Carla siente una paz insólita. La pérdida de sangre, la asfixia, la deshidratación se han cobrado su precio. Se deja caer contra la pared, y cierra los ojos.

Ya puedo descansar, piensa.

Pero hay algo más que tiene que hacer. Aunque no puede recordar qué es. Aunque presiente que es importante.

Abre los ojos de nuevo. El policía sigue en el suelo, y está muriendo. Carla lo sabe, presiente que tiene que hacer algo al respecto. Salvarle, como él la ha salvado a ella. Pero Carla está débil. Y sin embargo…

Se incorpora, trastabillando, y consigue gatear, acercarse al hombre del cuchillo.

Piensa en Carmelo, desangrándose en un descampado.

Era de la familia.

Aún lleva la baldosa en la mano izquierda. La baldosa puntiaguda. La sostiene con la izquierda, alza el brazo para coger impulso, y la clava como si fuera un puñal en el cuello del hombre del cuchillo.

El hombre presiente algo en el último instante, y vuelve el rostro bruscamente. Su impulso se suma a la puñalada de Carla, que le hunde la punta de la baldosa en la aorta. El hombre mira a Carla con incredulidad —intentando recalibrar qué está pasando—, al tiempo que aparta los dedos de la garganta del policía e intenta quitarse ese elemento extraño del cuello. Un surtidor de sangre intermitente brota de su arteria, al tiempo que el hombre se desploma en el suelo, en un charco tibio y creciente que empapa las rodillas de Carla.

Tarda en morir, y Carla no pierde detalle de sus últimos instantes, de su lucha patética por contener la hemorragia, de sus ojos saltones y desencajados.

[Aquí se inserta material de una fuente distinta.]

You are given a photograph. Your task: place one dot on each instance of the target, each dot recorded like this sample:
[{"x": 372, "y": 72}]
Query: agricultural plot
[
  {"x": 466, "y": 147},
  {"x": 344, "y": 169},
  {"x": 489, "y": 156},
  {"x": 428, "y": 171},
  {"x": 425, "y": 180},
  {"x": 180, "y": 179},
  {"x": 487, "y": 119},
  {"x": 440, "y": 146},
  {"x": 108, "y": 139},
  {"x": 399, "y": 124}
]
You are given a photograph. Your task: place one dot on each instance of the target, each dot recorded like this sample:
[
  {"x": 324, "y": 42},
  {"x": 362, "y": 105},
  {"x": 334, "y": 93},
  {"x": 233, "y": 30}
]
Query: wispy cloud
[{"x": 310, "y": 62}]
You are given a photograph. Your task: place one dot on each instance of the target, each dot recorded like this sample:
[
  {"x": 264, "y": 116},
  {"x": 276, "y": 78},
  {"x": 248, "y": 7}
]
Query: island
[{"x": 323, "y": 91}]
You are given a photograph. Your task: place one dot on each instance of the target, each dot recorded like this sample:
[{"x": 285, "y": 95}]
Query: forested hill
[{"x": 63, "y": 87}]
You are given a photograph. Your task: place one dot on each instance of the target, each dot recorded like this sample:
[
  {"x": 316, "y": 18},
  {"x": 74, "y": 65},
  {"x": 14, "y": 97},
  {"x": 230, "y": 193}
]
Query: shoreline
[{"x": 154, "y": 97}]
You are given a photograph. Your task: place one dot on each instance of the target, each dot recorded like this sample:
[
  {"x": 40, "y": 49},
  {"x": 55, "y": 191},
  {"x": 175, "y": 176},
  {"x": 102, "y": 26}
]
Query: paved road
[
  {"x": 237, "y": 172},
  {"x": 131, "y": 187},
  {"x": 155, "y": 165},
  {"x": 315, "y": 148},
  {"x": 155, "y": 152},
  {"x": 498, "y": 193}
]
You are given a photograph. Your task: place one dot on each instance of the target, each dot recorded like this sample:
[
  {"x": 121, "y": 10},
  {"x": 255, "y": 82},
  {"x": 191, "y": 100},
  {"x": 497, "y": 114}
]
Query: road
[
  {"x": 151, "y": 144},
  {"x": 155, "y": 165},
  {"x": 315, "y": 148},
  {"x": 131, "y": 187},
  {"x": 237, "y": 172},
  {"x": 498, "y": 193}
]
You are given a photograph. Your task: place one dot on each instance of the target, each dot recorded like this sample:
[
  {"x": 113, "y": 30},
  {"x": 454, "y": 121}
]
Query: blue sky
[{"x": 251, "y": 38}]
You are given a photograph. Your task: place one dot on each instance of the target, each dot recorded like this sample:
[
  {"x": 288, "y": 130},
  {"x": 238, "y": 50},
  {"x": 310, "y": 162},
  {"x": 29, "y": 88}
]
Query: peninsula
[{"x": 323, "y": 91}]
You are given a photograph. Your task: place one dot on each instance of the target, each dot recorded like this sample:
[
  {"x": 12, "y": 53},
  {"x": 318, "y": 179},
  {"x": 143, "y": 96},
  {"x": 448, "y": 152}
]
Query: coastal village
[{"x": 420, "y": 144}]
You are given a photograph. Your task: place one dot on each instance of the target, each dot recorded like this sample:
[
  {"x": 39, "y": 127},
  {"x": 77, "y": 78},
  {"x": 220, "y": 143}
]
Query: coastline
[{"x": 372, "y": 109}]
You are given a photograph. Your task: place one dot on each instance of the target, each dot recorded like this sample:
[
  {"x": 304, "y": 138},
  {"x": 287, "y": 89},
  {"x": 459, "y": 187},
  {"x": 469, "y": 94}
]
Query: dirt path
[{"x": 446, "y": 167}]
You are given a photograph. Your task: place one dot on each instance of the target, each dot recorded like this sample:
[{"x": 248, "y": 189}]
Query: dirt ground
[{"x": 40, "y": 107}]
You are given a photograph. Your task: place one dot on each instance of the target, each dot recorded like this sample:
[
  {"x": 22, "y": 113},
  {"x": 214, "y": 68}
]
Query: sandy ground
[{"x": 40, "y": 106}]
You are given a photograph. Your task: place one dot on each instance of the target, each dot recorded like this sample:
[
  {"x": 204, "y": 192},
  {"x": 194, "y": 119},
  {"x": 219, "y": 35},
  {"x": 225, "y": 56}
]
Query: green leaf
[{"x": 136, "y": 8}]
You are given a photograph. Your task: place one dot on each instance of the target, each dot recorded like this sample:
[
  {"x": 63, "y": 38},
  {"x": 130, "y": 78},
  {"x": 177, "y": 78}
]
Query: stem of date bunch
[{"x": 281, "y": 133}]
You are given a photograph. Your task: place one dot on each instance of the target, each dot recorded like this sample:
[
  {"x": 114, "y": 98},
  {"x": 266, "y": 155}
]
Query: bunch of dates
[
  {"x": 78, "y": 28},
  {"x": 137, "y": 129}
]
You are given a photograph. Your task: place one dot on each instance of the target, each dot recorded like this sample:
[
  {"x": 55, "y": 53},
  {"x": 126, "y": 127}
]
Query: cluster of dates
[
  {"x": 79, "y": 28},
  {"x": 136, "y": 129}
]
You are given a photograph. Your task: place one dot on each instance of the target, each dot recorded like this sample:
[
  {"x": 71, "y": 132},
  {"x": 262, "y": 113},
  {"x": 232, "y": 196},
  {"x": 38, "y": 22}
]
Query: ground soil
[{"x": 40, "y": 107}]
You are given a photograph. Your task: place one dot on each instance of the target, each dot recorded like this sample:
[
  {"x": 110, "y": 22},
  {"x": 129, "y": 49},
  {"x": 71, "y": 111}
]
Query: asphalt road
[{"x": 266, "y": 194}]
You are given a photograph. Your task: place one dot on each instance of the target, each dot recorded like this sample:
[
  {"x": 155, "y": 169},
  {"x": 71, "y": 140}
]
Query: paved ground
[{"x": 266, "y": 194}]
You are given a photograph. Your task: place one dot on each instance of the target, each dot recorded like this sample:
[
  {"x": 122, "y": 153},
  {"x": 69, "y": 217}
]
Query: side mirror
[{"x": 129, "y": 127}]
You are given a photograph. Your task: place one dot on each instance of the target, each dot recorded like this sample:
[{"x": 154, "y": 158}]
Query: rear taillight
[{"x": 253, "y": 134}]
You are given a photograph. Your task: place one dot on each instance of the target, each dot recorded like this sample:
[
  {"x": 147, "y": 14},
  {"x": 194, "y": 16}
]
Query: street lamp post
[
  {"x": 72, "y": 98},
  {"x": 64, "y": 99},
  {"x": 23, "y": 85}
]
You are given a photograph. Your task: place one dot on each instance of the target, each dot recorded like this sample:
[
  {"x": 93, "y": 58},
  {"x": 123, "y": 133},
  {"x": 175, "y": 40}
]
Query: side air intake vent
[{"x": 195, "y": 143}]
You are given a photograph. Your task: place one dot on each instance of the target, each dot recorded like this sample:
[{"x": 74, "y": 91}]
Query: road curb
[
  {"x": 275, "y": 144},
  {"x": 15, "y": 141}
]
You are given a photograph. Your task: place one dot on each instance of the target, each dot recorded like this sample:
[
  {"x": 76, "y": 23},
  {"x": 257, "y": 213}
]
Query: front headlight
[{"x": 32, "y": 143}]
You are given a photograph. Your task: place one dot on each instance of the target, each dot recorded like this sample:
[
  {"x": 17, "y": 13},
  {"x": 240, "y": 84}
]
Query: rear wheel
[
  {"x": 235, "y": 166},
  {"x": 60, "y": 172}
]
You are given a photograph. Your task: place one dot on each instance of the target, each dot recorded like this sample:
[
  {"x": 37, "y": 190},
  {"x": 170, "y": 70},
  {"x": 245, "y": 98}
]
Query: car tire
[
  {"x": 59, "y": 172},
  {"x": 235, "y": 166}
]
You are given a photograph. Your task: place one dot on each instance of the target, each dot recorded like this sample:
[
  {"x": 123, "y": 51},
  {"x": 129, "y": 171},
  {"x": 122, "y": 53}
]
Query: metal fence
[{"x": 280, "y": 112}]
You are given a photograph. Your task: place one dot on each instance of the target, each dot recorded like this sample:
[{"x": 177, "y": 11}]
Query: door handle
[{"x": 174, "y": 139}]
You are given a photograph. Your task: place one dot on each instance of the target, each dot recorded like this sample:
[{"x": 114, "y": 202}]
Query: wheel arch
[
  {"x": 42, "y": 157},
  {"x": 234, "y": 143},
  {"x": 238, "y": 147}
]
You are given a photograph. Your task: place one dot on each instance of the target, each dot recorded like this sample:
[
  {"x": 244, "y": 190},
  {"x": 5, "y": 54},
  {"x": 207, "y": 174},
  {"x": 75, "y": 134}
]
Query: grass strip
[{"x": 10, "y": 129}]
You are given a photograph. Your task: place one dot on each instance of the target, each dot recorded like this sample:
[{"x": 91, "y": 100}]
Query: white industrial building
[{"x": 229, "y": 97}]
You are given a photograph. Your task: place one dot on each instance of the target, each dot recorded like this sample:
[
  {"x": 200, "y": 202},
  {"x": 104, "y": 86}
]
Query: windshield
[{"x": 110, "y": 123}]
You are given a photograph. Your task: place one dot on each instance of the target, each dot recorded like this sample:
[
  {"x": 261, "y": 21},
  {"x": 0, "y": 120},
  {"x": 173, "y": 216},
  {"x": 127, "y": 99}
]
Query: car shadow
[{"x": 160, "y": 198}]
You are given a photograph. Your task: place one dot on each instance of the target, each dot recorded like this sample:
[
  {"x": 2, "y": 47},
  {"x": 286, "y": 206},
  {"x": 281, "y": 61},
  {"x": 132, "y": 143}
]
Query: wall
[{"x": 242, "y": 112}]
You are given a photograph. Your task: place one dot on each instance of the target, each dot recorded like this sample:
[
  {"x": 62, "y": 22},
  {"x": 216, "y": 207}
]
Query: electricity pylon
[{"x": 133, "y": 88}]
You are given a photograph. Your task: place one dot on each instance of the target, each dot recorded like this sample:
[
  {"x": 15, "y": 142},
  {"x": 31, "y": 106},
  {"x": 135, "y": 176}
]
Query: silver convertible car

Ojos vacíos de marioneta. Le mandaría al infierno, como hacen las heroínas de las películas cuando acaban con el villano, pero no ve la necesidad. No siente emoción alguna. Se ha limitado a eliminar una alimaña. Como aplastar una babosa bajo la suela del zapato.

¿Ahora sí? ¿Ahora puedo descansar?

Su cuerpo responde por ella. Se deja caer sobre el pecho del policía. No escucha su corazón latir. Carla siente una vaga tristeza por haber llegado demasiado tarde, antes de sucumbir a la negrura.